The threat is real: private equity managers who are not likely to raise future funds may simply be stringing out the life of their existing fund in order to continue raking in management fees – so-called ‘zombie’ funds. Unsurprisingly, this has led to more limited partners banding together to present a united front when negotiating with these GPs.
Indeed, this kind of unified LP action is likely to happen more often as an increasing number of GPs fail to generate enough support for future funds in today’s stingy fundraising environment.
Inter-LP cooperation was highlighted recently when a GP offered its limited partners a shift in the structure of the fund’s management fee to one based solely on the cost of operating the business in exchange for an extension of the fund’s life.
The fund’s LPs had banded together last year to try to extract some concessions in exchange for the extension. This didn’t achieve immediate results, but this year they got the budget-justified management fee. One LP involved in the talks says the firm’s partners will not collect any more management fees.

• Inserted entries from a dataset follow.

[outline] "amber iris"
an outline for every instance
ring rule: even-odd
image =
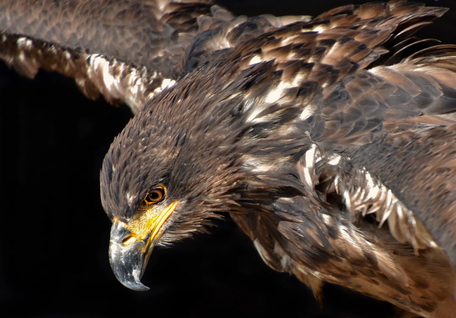
[[[147,195],[144,198],[144,203],[146,204],[153,204],[161,200],[165,197],[166,191],[165,186],[160,185],[151,189],[147,192]]]

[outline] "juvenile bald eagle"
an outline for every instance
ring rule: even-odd
[[[121,283],[147,289],[155,245],[227,212],[317,298],[327,281],[456,316],[456,46],[404,56],[446,9],[247,18],[209,1],[105,2],[4,1],[0,56],[139,112],[100,177]]]

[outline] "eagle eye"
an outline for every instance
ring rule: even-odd
[[[165,197],[166,193],[165,186],[161,184],[157,186],[147,192],[147,195],[144,198],[144,203],[146,204],[156,203]]]

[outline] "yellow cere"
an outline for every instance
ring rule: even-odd
[[[156,205],[148,206],[139,217],[129,222],[126,227],[131,232],[132,236],[135,237],[135,241],[144,240],[150,233],[151,235],[149,240],[155,238],[163,223],[176,208],[177,201],[170,204],[163,210],[159,209]],[[129,238],[124,243],[131,244],[134,242],[132,241],[133,239],[133,237]]]

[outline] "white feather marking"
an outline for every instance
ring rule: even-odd
[[[164,78],[161,82],[161,85],[159,87],[156,89],[155,91],[161,91],[165,88],[172,87],[175,84],[176,84],[176,81],[174,80],[171,80],[171,78]]]
[[[303,121],[306,120],[311,116],[315,114],[315,111],[316,111],[317,108],[315,105],[306,105],[303,110],[302,112],[299,115],[299,119]]]
[[[258,239],[254,241],[254,245],[255,246],[255,247],[257,249],[257,251],[258,251],[259,256],[261,257],[261,259],[263,259],[263,262],[266,264],[271,262],[271,260],[267,256],[267,252],[263,248],[263,246],[261,246],[261,244],[259,243],[259,242],[258,242]]]
[[[418,253],[419,248],[425,247],[438,247],[436,242],[413,212],[407,208],[390,189],[371,176],[365,168],[352,171],[350,173],[358,179],[357,182],[358,185],[345,182],[339,174],[334,179],[336,190],[343,198],[348,211],[354,214],[361,213],[363,216],[376,212],[379,227],[388,220],[393,236],[402,242],[410,243],[415,253]]]
[[[316,27],[314,27],[313,28],[312,28],[312,31],[316,31],[318,32],[319,33],[321,33],[322,32],[323,32],[323,31],[326,30],[327,29],[327,28],[326,28],[326,27],[325,27],[324,26],[322,26],[321,25],[318,25],[318,26],[316,26]]]
[[[255,55],[250,60],[249,65],[253,65],[254,64],[258,64],[259,63],[261,63],[261,62],[263,62],[263,60],[261,59],[261,57],[259,55]]]
[[[332,166],[336,166],[340,162],[341,159],[342,158],[342,157],[340,155],[335,154],[333,156],[334,158],[332,158],[332,159],[328,162],[328,164],[331,165]]]
[[[21,37],[18,38],[17,40],[16,40],[16,44],[18,46],[22,46],[26,40],[27,38],[22,36]]]
[[[312,175],[314,169],[314,164],[315,162],[315,152],[316,150],[316,145],[312,144],[311,147],[306,151],[306,167],[304,169],[304,181],[311,187],[314,186],[312,181]]]
[[[271,91],[268,93],[264,101],[268,104],[271,104],[281,98],[284,95],[284,91],[287,89],[294,87],[286,82],[281,81],[280,83]]]

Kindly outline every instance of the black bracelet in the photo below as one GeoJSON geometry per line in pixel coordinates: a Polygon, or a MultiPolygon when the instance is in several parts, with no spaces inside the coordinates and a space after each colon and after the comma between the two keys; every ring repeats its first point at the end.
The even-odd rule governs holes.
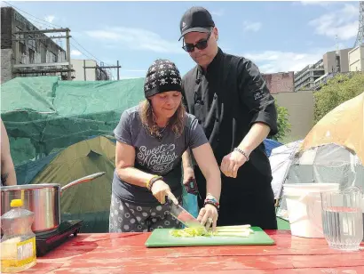
{"type": "Polygon", "coordinates": [[[233,150],[235,150],[235,151],[239,151],[240,153],[241,153],[246,158],[247,158],[247,161],[249,161],[249,156],[248,156],[248,154],[247,153],[245,153],[245,151],[244,150],[241,150],[241,149],[239,149],[239,148],[235,148],[235,149],[233,149],[233,150]]]}
{"type": "Polygon", "coordinates": [[[162,177],[162,176],[156,176],[156,177],[153,177],[153,178],[149,181],[148,186],[147,186],[149,191],[152,190],[153,184],[154,184],[155,181],[159,181],[159,180],[163,180],[163,177],[162,177]]]}

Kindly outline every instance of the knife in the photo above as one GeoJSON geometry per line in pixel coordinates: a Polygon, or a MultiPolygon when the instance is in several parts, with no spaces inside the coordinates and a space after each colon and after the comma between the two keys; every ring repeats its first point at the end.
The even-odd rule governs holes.
{"type": "Polygon", "coordinates": [[[196,218],[191,215],[191,214],[181,206],[174,204],[173,201],[169,197],[168,201],[170,206],[170,214],[180,222],[182,222],[185,226],[188,228],[203,228],[204,230],[206,230],[206,228],[202,225],[196,218]]]}

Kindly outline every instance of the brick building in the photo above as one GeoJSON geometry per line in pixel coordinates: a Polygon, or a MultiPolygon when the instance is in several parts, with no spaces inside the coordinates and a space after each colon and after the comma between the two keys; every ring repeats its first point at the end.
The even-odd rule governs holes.
{"type": "Polygon", "coordinates": [[[293,93],[295,91],[294,72],[263,74],[272,94],[293,93]]]}

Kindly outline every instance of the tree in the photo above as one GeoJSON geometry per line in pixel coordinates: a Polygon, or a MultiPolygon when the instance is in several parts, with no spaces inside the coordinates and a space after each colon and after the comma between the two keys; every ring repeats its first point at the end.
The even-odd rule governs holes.
{"type": "Polygon", "coordinates": [[[364,92],[364,73],[337,74],[313,93],[314,124],[343,102],[364,92]]]}
{"type": "Polygon", "coordinates": [[[280,107],[275,103],[278,114],[278,133],[272,136],[273,140],[281,141],[288,133],[290,133],[291,125],[289,122],[289,110],[287,108],[280,107]]]}

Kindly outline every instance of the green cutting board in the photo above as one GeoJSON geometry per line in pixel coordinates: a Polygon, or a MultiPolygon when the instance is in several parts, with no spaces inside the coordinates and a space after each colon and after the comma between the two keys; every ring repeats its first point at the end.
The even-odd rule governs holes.
{"type": "Polygon", "coordinates": [[[261,228],[252,227],[249,237],[213,236],[178,238],[170,235],[171,229],[156,229],[149,236],[146,247],[202,246],[271,246],[274,241],[261,228]]]}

Over the past few years, LPs have done a lot of work improving their bargaining position with GPs. The focus on LP/GP dynamics is important and has led to many improvements in the industry, including those triggered by the voluntary principals set out by trade group Institutional Limited Partners Association. The fund is not likely to generate a huge return for LPs, the source said, but at least investors will only pay a fee linked to the running of the business.
It’s a situation that fits in with the nature of private equity partnerships: “GPs die a slow death, and they’ll bleed as long as you let them.”
GPs who are not able to raise a follow-on fund present a risky scenario to LPs – they may be slowly losing their investment professionals if the fund is underperforming and not likely to pay them carry; the heads of the fund may be simply managing out the remaining assets while still benefitting from lucrative fee payments.
In this situation, LPs should work together to determine whether they would benefit more from the GP managing out the assets, or from simply closing the fund down. If the latter route is pursued, it’s worth bearing in mind that the LP advisory council may not have the interests of all LPs in mind, outside of the biggest investors. Also, the advisory council may not be able to meet without the GP also being present. This may force LPs into more informal communications.
“There’s a number of GPs out there who have realised that the writing is on the wall and that they’re not going to raise another fund. The tools you have to counteract [a GP who has lost motivation] are a telephone and an LP list and talking to other LPs,” one industry LP said during a conference in New York earlier this week.
However, LPs arguably now need to concentrate a little harder on their relationships with fellow fund investors. The LP/LP relationship is evolving as investors find themselves in situations where they have to exert pressure on their managers to do the right thing.
LPs that have not traditionally communicated well with their peers may now have no other choice. Those who present a united front will always likely find ways to ease the passing of a damaged fund.